August 29, 2016 Cathy O'Neil, mathbabe

I’ve been tooling around with the slightly infamous BISG methodology lately. It’s a simple concept which takes the last name of a person, as well as the zip code of their residence, and imputes the probabilities of that person being of various races and ethnicities using the Bayes updating rule.

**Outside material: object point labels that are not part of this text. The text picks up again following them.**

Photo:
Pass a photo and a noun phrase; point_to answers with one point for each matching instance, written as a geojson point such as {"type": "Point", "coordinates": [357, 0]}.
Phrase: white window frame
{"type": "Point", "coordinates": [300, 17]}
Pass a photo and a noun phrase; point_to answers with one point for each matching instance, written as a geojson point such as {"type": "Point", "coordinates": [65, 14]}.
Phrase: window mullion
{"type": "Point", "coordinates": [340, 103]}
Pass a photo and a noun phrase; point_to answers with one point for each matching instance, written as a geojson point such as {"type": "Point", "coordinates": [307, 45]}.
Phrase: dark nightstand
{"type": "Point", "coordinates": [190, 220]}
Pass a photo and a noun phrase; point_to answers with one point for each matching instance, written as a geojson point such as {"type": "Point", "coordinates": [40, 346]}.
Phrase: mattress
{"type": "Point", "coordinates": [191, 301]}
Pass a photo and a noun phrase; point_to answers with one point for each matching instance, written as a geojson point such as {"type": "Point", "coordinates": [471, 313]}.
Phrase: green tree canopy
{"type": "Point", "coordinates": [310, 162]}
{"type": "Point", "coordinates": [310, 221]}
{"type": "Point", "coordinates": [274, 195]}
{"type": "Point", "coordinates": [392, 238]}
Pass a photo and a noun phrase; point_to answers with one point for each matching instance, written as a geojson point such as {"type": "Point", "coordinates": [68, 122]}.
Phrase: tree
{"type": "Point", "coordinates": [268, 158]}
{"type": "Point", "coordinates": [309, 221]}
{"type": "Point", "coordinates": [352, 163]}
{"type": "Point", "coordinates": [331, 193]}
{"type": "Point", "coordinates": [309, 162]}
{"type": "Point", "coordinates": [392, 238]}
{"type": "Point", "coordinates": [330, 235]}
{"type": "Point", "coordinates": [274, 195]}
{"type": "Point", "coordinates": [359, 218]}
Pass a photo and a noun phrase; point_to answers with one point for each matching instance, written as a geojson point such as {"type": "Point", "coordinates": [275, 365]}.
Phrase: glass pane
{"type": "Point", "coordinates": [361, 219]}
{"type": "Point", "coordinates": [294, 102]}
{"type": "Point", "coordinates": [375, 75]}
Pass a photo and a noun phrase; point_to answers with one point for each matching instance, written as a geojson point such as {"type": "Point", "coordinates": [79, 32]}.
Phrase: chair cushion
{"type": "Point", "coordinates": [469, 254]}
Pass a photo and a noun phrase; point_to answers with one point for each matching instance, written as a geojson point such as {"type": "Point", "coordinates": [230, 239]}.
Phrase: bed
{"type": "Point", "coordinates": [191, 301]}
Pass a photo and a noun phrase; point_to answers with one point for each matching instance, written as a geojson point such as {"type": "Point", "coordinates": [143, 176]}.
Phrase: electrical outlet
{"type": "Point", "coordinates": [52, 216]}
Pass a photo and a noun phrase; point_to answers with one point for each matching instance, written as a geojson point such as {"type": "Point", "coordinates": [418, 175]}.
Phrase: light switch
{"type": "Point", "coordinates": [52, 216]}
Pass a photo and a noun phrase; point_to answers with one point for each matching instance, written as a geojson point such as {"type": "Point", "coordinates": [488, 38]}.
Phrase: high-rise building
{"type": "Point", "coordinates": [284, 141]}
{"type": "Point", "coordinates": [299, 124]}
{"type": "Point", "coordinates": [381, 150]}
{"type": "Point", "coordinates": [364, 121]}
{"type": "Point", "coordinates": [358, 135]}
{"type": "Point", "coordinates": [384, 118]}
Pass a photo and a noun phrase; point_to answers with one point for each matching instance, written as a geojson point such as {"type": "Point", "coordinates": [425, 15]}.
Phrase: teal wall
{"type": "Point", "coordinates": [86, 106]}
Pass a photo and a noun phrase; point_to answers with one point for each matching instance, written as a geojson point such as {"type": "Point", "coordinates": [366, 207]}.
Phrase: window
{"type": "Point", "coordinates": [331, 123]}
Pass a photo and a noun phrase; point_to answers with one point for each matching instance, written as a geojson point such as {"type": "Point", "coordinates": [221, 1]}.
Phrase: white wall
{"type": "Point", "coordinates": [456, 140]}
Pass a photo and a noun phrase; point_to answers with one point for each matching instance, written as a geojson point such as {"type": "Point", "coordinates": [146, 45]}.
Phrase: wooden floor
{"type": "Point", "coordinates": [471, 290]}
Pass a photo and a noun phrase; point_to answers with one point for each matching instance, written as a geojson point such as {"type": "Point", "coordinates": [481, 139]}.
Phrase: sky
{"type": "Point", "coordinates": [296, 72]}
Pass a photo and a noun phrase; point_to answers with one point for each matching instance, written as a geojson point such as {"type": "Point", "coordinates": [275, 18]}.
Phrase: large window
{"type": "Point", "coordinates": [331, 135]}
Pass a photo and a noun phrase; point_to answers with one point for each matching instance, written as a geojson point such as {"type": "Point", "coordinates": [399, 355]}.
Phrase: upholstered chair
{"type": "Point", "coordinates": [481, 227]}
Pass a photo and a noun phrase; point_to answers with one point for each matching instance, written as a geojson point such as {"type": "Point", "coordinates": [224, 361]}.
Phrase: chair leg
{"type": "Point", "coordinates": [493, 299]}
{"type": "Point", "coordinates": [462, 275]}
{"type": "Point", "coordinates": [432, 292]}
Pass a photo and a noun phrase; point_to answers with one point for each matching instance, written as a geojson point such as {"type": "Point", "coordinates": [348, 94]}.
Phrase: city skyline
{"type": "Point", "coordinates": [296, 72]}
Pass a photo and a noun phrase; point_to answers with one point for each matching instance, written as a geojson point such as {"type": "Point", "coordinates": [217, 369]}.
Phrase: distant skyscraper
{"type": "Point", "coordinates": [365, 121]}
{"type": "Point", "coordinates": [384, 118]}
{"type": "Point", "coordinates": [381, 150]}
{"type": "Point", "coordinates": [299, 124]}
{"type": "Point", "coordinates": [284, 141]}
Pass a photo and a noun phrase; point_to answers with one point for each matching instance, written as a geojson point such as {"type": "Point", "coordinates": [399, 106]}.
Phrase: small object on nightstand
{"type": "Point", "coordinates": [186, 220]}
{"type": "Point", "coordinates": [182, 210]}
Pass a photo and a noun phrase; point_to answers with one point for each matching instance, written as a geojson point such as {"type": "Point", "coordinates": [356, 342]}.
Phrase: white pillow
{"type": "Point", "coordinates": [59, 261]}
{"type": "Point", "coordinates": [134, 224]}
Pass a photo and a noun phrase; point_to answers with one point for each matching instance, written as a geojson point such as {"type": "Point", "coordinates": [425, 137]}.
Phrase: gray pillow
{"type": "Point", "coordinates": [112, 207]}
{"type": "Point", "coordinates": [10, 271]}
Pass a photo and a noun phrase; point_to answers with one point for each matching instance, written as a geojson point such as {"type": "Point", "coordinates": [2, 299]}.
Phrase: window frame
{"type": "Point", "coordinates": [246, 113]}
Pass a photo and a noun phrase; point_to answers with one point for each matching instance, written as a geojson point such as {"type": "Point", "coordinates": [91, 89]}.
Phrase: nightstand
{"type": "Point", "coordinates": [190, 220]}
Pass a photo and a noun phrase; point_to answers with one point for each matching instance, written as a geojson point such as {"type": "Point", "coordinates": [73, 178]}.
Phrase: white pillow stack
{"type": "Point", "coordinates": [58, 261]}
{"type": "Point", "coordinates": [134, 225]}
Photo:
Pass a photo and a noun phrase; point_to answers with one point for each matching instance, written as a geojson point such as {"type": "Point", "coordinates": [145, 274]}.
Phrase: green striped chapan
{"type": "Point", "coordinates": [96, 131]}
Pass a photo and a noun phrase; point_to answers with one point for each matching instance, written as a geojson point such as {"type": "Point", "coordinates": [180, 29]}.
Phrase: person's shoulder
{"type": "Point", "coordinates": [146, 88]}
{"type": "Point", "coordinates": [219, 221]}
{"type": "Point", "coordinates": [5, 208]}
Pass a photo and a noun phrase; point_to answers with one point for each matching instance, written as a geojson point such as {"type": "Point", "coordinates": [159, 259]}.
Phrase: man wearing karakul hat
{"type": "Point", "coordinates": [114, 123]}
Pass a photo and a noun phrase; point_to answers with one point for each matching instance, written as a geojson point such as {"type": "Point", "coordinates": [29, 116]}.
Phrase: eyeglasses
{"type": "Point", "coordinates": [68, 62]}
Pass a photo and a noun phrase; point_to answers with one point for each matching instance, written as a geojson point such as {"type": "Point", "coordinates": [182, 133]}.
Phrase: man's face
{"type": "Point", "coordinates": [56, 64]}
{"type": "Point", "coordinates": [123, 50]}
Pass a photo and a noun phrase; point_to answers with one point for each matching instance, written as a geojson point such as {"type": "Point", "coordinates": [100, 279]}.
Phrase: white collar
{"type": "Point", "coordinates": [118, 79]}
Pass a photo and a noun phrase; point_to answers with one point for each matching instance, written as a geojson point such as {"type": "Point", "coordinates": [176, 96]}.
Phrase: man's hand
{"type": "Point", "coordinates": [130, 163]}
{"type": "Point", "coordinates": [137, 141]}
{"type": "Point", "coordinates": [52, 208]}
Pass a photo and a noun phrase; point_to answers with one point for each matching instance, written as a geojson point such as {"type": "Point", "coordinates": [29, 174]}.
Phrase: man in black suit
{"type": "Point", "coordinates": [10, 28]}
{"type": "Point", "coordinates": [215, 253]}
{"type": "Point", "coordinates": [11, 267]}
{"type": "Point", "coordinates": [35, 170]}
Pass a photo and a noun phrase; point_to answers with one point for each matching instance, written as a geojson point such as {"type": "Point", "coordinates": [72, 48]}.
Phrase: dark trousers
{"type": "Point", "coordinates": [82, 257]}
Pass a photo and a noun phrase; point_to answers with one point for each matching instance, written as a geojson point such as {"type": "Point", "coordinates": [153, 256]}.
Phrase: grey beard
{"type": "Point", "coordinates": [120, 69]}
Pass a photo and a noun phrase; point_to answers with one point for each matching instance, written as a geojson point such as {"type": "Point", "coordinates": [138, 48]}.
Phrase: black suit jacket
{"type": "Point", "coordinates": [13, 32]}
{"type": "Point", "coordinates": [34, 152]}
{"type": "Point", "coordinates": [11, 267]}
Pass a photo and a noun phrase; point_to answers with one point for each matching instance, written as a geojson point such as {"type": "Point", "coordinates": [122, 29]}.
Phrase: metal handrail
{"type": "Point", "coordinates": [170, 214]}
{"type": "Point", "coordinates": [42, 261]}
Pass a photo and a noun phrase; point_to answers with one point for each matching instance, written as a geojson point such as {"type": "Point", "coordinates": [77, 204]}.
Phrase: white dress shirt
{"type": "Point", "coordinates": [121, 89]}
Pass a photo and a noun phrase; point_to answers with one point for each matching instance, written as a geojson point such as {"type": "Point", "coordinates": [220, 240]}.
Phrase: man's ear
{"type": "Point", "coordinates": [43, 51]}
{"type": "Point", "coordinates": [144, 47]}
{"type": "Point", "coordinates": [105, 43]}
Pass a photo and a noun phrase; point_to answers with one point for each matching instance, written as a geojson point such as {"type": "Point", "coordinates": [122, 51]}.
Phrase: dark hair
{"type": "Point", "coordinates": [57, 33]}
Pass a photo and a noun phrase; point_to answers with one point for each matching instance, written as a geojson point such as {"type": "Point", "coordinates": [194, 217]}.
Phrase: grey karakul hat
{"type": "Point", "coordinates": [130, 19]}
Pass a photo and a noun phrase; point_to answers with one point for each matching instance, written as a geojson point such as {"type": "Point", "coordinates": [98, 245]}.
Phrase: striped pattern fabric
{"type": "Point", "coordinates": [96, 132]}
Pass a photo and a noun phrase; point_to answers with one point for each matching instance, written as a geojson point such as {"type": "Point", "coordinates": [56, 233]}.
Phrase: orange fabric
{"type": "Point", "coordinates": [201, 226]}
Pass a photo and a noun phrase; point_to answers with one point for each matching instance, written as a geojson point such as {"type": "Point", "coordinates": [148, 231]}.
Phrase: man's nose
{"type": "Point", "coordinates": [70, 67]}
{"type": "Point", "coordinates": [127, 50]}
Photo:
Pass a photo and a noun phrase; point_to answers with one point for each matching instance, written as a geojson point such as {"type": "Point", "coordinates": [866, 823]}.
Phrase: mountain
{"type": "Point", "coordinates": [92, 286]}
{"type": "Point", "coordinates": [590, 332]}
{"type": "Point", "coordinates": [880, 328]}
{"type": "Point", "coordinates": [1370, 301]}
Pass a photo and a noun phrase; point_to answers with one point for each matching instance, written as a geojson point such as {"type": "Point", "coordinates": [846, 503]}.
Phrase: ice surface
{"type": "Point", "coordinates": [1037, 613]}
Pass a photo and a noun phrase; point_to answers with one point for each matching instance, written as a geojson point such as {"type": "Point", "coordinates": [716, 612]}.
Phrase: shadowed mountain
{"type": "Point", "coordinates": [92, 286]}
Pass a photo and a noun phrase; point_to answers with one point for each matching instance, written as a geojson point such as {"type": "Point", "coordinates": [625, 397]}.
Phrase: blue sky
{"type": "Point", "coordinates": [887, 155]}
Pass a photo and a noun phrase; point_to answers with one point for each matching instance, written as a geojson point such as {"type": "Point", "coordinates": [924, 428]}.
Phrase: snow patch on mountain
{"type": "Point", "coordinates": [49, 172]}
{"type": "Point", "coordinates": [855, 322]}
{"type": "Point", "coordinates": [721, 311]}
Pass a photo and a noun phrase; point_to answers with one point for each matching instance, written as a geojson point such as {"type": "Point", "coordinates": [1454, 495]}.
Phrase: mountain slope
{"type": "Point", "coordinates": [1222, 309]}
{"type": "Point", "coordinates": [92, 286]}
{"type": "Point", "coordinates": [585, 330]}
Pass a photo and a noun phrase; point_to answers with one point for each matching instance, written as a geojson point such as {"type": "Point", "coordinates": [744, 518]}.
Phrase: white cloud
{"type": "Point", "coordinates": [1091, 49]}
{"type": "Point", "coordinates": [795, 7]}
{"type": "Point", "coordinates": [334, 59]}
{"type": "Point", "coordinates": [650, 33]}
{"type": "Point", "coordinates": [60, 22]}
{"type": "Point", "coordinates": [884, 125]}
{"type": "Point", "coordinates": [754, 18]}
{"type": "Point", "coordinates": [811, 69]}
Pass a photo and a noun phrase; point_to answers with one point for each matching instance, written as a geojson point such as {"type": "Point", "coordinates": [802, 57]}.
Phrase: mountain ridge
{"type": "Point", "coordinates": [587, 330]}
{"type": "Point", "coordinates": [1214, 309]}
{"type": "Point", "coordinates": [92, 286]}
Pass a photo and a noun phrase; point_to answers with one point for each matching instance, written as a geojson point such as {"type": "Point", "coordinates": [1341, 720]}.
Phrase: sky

The methodology is implemented with the most recent U.S. census data and critically relies on the fact that segregation is widespread in this country, especially among whites and blacks, and that Asian and Hispanic last names are relatively well-defined. It’s not a perfect methodology, of course, and it breaks down in the cases that people marry people of other races, or there are names in common between races, and especially when they live in diverse neighborhoods.

The BISG methodology came up recently in this article (hat tip Don Goldberg) about the man who invented it and the politics surrounding it. Specifically, it was recently used by the CFPB to infer disparate impact in auto lending, and the Republicans who side with auto lending lobbyists called it “junk science.” I blogged about this here and, even earlier, here.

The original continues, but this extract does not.